A ferrofluid is a liquid which becomes strongly polarised in the presence of a magnetic field. Ferrofluids are composed of nanoscale ferromagnetic particles suspended in a carrier fluid, usually an organic solvent or water. The ferromagnetic nano-particles are coated with a surfactant to prevent their agglomeration (due to van der Waals and magnetic forces). Although the name may suggest otherwise, ferrofluids do not display ferromagnetism, since they do not retain magnetisation in the absence of an externally applied field. In fact, ferrofluids display paramagnetism, and are often referred as being "superparamagnetic" due to their large magnetic susceptibility. True ferromagnetic fluids are difficult to create at present.


September

Image credit: WikipedianProlific

An animated cut away diagram of a typical fuel injector.
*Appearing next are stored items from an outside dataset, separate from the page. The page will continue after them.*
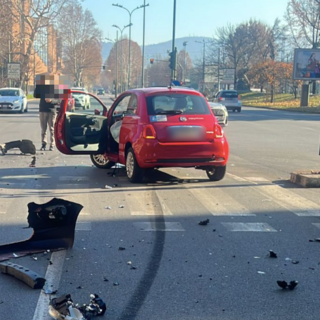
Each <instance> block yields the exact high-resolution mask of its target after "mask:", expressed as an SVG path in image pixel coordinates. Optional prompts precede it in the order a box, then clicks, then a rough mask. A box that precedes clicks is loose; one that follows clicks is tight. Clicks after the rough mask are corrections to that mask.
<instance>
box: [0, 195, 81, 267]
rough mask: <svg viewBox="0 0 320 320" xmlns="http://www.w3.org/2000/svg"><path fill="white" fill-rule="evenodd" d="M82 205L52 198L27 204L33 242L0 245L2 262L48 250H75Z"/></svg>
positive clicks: (71, 202)
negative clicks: (76, 222)
mask: <svg viewBox="0 0 320 320" xmlns="http://www.w3.org/2000/svg"><path fill="white" fill-rule="evenodd" d="M82 208H83V207H82V205H80V204H78V203H75V202H70V201H66V200H63V199H58V198H53V199H52V200H50V201H49V202H47V203H44V204H36V203H34V202H30V203H28V211H29V214H28V223H29V228H33V234H32V236H31V238H30V239H28V240H25V241H21V242H14V243H9V244H4V245H1V246H0V261H3V260H8V259H10V258H16V257H20V256H26V255H30V254H33V253H39V252H44V251H46V250H51V251H57V250H61V249H69V248H72V246H73V243H74V235H75V226H76V222H77V218H78V215H79V213H80V211H81V210H82Z"/></svg>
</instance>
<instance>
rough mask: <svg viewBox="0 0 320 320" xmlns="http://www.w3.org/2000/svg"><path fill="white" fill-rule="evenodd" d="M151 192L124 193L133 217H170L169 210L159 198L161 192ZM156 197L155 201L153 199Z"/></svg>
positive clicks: (160, 197) (149, 191)
mask: <svg viewBox="0 0 320 320" xmlns="http://www.w3.org/2000/svg"><path fill="white" fill-rule="evenodd" d="M153 192H154V191H152V190H147V191H134V192H125V197H126V203H127V206H128V207H129V208H130V213H131V215H133V216H156V215H161V216H162V215H165V216H166V215H172V213H171V211H170V209H169V208H168V206H167V205H166V204H165V202H164V200H163V199H162V198H161V195H160V194H161V192H159V191H155V193H156V194H155V195H154V193H153ZM153 197H156V199H153Z"/></svg>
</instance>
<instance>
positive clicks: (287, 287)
mask: <svg viewBox="0 0 320 320" xmlns="http://www.w3.org/2000/svg"><path fill="white" fill-rule="evenodd" d="M298 283H299V282H298V281H295V280H293V281H290V283H289V284H288V283H287V282H286V281H284V280H282V281H280V280H278V281H277V284H278V286H279V287H280V288H282V289H287V288H288V289H289V290H293V289H294V288H295V287H296V286H297V285H298Z"/></svg>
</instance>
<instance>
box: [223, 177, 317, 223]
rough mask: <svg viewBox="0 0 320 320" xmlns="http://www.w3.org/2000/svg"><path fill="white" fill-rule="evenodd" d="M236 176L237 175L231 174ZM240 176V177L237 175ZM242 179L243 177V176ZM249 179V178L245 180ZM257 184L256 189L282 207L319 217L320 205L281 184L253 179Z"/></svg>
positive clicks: (289, 210) (300, 215) (289, 209)
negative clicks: (302, 196) (260, 180)
mask: <svg viewBox="0 0 320 320" xmlns="http://www.w3.org/2000/svg"><path fill="white" fill-rule="evenodd" d="M229 175H230V176H231V177H233V178H235V177H237V176H235V175H231V174H229ZM237 178H240V177H237ZM241 179H242V178H241ZM245 181H248V180H245ZM267 181H268V180H267ZM251 182H252V183H254V184H255V186H254V189H255V190H257V191H258V192H260V193H261V194H262V195H264V196H265V197H266V198H271V199H272V200H273V201H274V202H276V203H277V204H278V205H280V206H281V207H283V208H285V209H287V210H289V211H291V212H292V213H294V214H295V215H297V216H300V217H319V216H320V205H318V204H316V203H314V202H312V201H310V200H307V199H306V198H303V197H301V196H299V195H297V194H295V193H293V192H292V191H290V190H287V189H284V188H282V187H281V186H279V185H275V184H271V183H270V184H269V185H257V183H256V182H257V181H251Z"/></svg>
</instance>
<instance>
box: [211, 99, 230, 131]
mask: <svg viewBox="0 0 320 320" xmlns="http://www.w3.org/2000/svg"><path fill="white" fill-rule="evenodd" d="M208 103H209V106H210V108H211V110H212V112H213V114H214V116H215V117H216V118H217V120H218V122H219V124H220V125H223V126H227V125H228V117H229V114H228V110H227V108H226V107H225V106H224V105H223V104H221V103H216V102H208Z"/></svg>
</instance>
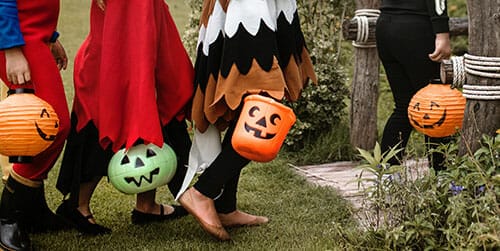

Fuel injectors are used to spray controlled amounts fuel into an internal combustion engine. A solenoid is activated when fuel is intended to be delivered to the engine causing the plunger to become pulled toward the solenoid by magnetic force. This uncovers the valve opening allowing fuel to flow into the atomiser and out the spray tip as it is under pressure. A valve spring attached to the plunger returns the plunger to its original position when the solenoid is switched off. The route of fuel is shown in orange, grey/blue indicates no fuel present.


October

Image credit: Nicéphore Niépce, circa 1826

Nicéphore Niépce began experimenting with processes to set optical images in 1793. Some of his early experiments produced images, but they faded rapidly. He was said to have first produced long lasting images in 1824. The earliest known surviving example of a Niépce photograph (or any other photograph) was created around 1826 (shown above). Niépce called his process "heliography", meaning "sun writing".


November

Image credit: User:PiccoloNamek

Plasma is the state of matter that consists of ionized gas. It is the most common state of matter, making up almost 99% of the visible matter in the universe. The term "plasma" was first used in the 1920s by physicist Irving Langmuir.


December

Image credit: NASA and JPL

The asteroid 243 Ida and its 0.7 km moon Dactyl of the Asteroid belt as seen by the Galileo spacecraft before its approach. The slight color variations of the asteroid's surface are due to differences in surface composition (and differences in lighting).